Frequently Asked Questions (FAQ) About Nested Learning

What is the difference between Nested Learning and traditional deep learning?

Traditional deep learning treats model architecture (network structure) and optimization algorithms (training rules) as separate entities. In contrast, Nested Learning recognizes that these are fundamentally the same concept—just different “levels” of optimization, each with its own context flow and update frequency. This unification creates a more integrated, efficient system.

Why is catastrophic forgetting a major problem for continual learning?

Catastrophic forgetting occurs when a model loses proficiency in old tasks as it learns new ones, preventing it from accumulating knowledge over time. For example, a model trained first to recognize cats and then to recognize dogs might struggle to identify cats after learning the second task. This is a critical barrier for AI systems that need to adapt and learn continuously—and Nested Learning addresses it by enabling multi-level optimization that preserves old knowledge while integrating new information.

Does the Continuum Memory System (CMS) resemble human memory?

Yes.
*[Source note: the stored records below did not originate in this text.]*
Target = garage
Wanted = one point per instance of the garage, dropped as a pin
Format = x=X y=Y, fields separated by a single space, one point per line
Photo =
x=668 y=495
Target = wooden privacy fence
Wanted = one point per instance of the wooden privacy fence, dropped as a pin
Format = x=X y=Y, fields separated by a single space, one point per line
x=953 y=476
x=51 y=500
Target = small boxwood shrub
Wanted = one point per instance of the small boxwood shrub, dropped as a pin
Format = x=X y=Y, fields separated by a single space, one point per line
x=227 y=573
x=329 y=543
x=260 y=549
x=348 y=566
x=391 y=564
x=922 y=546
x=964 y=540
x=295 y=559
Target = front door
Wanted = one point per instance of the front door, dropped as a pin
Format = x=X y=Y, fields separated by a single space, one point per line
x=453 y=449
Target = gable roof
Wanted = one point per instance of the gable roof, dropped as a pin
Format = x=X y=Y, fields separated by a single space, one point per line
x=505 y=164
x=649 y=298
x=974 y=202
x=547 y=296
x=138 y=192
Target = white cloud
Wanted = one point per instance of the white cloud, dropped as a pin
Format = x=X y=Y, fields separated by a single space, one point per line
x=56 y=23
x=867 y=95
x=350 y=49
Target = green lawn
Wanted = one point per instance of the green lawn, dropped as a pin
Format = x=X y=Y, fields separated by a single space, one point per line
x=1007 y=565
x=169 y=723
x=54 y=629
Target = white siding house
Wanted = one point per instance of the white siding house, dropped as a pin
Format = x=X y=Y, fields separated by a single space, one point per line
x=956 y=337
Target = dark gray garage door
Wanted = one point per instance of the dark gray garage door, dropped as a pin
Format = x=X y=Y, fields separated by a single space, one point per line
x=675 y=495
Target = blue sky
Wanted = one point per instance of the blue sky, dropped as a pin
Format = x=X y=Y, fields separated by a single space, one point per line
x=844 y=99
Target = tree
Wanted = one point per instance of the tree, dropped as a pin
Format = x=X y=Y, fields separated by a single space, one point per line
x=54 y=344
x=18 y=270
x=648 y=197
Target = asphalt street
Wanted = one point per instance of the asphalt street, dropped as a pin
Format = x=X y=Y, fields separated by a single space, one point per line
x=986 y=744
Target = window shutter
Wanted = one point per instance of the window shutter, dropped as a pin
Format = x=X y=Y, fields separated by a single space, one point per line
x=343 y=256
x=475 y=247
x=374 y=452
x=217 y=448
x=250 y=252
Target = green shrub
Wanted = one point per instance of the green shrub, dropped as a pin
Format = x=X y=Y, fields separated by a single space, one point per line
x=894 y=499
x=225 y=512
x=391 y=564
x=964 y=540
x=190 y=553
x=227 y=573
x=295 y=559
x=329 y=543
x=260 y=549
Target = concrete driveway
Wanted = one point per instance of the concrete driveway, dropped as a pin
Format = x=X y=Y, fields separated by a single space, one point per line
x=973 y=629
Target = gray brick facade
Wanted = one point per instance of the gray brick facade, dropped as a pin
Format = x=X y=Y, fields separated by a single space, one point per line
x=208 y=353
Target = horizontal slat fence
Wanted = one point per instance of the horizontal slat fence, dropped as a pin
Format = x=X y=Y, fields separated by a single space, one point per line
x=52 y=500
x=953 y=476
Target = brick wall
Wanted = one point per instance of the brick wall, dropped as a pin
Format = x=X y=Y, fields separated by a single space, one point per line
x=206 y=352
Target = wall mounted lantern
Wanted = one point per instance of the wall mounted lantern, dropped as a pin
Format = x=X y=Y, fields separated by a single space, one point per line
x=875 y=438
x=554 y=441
Human memory operates across multiple scales: short-term memory (e.g., remembering a recent conversation), mid-term memory (e.g., recalling details from a meeting yesterday), and long-term memory (e.g., remembering childhood experiences). Each scale has its own “update” and “forgetting” frequency. CMS mirrors this by using modules that update at different rates, simulating the multi-scale nature of human memory.

Why can the Hope architecture handle longer contexts?

Hope incorporates Continuum Memory System (CMS) blocks, which stratify memory modules by update frequency. Different levels of modules process information of varying context lengths. Additionally, Hope’s self-modifying capability allows it to dynamically adjust its memory management strategies, making it more adaptable to ultra-long sequences than traditional models.

What other fields can Nested Learning be applied to?

Based on current research, Nested Learning has shown promise in language modeling, common-sense reasoning, and long-context memory tasks. In the future, it could benefit any field requiring continual learning or multi-scale information processing, such as robotics control, personalized recommendations, and decision-making in dynamic environments.